Au début, Diop berce le public en lui faisant croire que nous sommes dans un drame judiciaire familier. Tous les personnages habituels sont présents, du juge calme et autoritaire au procureur un peu méchant à la voix criarde en passant par l’avocat de la défense aux manières exigeantes. Les procédures sont également familières ; le choix des jurés, faisant sortir l’accusée menottée, lui demandant de plaider coupable ou non coupable. Mais alors que nous nous installons dans l’attente, Diop et sa directrice de la photographie Claire Mathon coupent l’herbe sous le pied du public et nous plongent dans un bouleversement émotionnel.
À l’aide de plans longs et ininterrompus centrés sur les officiers de justice, les témoins et, plus particulièrement, sur Coly elle-même, Diop dévoile les véritables thèmes de son film. Ce drame judiciaire arraché aux gros titres sur un crime insondable est en fait une histoire empathique sur le traumatisme générationnel et les liens cachés mais irrévocables entre mères et filles. Diop s’en tient aux transcriptions du tribunal pour de grandes parties du récit, mais choisit d’omettre, par exemple, lorsque le procureur et le policier qui a procédé à l’arrestation se lancent dans un diagnostic psychologique de Coly basé sur ses antécédents et sa race. Au lieu de cela, Diop couvre leurs voix avec celles des femmes qui chantent. Ces hommes n’ont pas besoin d’essayer d’expliquer Coly lorsqu’elle est présente et qu’elle est plus que capable de le faire.

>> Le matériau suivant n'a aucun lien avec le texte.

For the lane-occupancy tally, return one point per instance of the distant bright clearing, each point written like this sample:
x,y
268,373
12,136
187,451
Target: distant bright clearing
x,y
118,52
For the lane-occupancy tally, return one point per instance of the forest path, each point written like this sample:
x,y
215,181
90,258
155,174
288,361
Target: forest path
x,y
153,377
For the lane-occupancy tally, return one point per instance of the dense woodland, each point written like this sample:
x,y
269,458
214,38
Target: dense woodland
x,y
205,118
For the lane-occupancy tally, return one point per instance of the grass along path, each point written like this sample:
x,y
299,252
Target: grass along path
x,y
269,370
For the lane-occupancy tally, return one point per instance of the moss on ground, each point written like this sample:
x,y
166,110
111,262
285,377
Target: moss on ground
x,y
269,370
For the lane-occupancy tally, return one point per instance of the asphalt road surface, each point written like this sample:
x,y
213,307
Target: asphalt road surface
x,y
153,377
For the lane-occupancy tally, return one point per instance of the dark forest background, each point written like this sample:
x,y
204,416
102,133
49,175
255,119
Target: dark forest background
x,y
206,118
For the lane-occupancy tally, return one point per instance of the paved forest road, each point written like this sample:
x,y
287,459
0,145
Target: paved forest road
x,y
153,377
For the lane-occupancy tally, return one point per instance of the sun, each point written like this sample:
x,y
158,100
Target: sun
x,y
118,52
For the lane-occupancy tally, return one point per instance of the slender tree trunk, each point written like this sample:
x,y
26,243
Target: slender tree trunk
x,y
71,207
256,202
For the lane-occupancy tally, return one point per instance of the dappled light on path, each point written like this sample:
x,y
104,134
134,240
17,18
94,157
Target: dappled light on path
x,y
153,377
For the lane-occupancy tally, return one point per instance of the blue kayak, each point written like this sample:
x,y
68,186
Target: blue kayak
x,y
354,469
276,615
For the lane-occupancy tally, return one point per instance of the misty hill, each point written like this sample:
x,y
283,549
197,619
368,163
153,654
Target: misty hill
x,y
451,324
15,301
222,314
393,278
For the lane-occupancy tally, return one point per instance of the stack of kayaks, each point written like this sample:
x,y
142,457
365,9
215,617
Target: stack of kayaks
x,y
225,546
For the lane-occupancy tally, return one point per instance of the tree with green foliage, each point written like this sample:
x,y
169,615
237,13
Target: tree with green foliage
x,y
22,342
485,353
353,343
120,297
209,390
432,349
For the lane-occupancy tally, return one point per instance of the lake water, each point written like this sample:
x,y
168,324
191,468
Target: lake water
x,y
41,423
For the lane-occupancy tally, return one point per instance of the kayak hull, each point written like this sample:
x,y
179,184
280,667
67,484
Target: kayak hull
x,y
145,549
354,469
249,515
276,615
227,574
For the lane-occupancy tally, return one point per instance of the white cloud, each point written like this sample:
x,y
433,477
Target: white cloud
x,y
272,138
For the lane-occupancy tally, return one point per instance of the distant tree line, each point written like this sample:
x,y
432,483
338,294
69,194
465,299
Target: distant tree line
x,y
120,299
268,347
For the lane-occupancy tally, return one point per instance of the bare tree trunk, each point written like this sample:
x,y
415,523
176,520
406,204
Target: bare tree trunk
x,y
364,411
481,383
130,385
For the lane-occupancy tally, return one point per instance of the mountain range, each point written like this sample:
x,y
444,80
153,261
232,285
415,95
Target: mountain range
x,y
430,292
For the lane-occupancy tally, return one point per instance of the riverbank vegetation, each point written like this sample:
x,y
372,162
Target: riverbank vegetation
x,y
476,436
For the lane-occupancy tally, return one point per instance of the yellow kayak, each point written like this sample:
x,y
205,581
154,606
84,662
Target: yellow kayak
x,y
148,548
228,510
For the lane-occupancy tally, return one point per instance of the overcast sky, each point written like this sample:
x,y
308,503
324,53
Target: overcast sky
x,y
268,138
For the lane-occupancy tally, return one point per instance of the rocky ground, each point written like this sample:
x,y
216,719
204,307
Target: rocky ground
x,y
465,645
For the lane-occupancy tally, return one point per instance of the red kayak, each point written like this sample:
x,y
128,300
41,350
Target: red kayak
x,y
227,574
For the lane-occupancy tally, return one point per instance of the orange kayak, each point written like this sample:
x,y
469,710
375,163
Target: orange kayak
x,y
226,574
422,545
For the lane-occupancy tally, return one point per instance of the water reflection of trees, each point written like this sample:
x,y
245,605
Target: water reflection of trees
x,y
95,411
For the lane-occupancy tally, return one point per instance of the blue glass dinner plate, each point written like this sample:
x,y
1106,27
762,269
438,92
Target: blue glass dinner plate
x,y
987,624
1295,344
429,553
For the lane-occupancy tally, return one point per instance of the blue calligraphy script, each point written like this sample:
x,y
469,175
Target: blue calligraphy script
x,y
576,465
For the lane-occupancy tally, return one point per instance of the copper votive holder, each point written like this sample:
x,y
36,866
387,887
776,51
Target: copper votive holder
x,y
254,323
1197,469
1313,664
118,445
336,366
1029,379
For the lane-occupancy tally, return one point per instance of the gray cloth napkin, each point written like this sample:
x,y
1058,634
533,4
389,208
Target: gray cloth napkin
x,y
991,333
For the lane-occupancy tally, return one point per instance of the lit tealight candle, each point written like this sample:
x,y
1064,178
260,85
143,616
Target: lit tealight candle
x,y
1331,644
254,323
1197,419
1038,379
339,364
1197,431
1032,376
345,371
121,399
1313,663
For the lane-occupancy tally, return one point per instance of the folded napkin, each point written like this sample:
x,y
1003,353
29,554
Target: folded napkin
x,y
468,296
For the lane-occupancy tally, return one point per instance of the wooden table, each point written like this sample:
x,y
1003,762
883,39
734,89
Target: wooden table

Beaucoup de Saint-OmerLa force de vient de la représentation stupéfiante de Coly par Malanda. C’est une performance d’une clarté rare et éclatante. Alors que Coly est appelée à raconter sa version de l’histoire, Malanda ne bronche jamais et livre de longs monologues d’une manière directe qui, d’une manière ou d’une autre, font également allusion à la vie et aux choix turbulents de cette femme. Son visage enregistre tellement de choses qu’elle nous fait comprendre bien plus que le dialogue franc tiré des transcriptions judiciaires. Elle nous fait comprendre Coly dans son ensemble, d’où elle vient et comment elle est arrivée là où elle est.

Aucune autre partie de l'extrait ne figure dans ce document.